2. Tugas Pertama
Hai, Deers! Cinde datang lagi. Dengan revisi yang lebih matang. Semoga kalian suka🥰 Jangan lupa reader baru komen n vote yak
💕💕💕
Brave Ganendra menatap tumpukan berkas yang menggunung. Ada beberapa dokumen pengajuan waralaba d'Kopi yang menanti untuk dikaji. Brave tak pernah menyangka, perusahaan ynag dirintis dua tahun lalu itu berkembang pesat dan sekarang mereka sudah mempunyai seratus gerai kafe kopi di seluruh pelosok Indonesia. Bagi Brave, jumlah itu cukup fantastis mengingat bagaimana dulu dia bergelut menjadi barista untuk tambahan uang saku saat kuliah di S1 dan S2 Bisnis Manajemen di National University of Singapore. Siapa yang mengira pekerjaan sampingannya akan menjadi pekerjaan utamanya di kemudian hari.
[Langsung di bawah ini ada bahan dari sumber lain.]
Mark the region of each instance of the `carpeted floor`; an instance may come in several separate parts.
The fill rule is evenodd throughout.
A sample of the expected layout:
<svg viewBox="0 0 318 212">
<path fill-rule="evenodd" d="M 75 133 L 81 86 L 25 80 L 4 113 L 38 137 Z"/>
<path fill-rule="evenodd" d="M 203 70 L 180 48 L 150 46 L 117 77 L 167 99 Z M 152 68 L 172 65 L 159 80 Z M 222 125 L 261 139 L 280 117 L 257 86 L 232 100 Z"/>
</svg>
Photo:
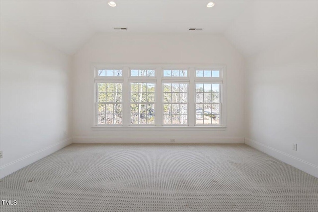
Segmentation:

Alih-alih melamar di perusahaan besar, Brave memilih untuk start up bisnis kafe kopi. Passion-nya meracik kopi dan kesukaannya mencecap kopi setiap pagi membuatnya bersemangat untuk membuka gerai di daerah kampus universitas negeri di Solo. Berkat ketekunan dan dukungan Chilla, sang kekasih yang kini pergi meninggalkannya, Brave berhasil di titik ini.
Racikan kopi yang disuka konsumen, membawanya untuk melebarkan sayap. Tidak hanya menjadi pemilik gerai dengan merek kafe lokal saja, tetapi dia mampu membuka perusahaan waralaba untuk menjangkau pasar yang lebih luas.
Namun, di antara berkas yang menggunung, ada satu dokumen yang mengganjal di lacinya. Dia memang sengaja menyisihkan dokumen milik Fidelis Narada. Ditariknya laci meja dan dia mengambil sebendel berkas dengan tulisan Dokumen Pengajuan Kerjasama. Alih-alih mengajukan kerjasama waralaba, dokumen itu berisi tentang proposal pengajuan agar perusahaannya menjadi pemegang brand yang diusung. Janji Hati.
Menurut Brave, konsep yang ditawarkan merek itu adalah "beli sekali untuk kembali", sehingga diharapkan minuman dan makanan yang disajikan akan menjanjikan keuntungan bagi perusahaan. Selain itu, produk yang ditawarkan pun cukup variatif dan dari segi harga juga masih sangat terjangkau.
Memang berbeda dengan visi misi d'Kopi yang ingin menghadirkan kopi cita rasa lokal Indonesia yang disukai secara global. Namun, apa yang ditawarkan sang pemilik usaha cukup menggiurkan.
Seandainya Chilla masih ada, pasti dia akan bertanya pada kekasihnya. Sayangnya, posisi Chilla sebagai direktur pengembangan produk, digantikan oleh Prita, mantan adik iparnya.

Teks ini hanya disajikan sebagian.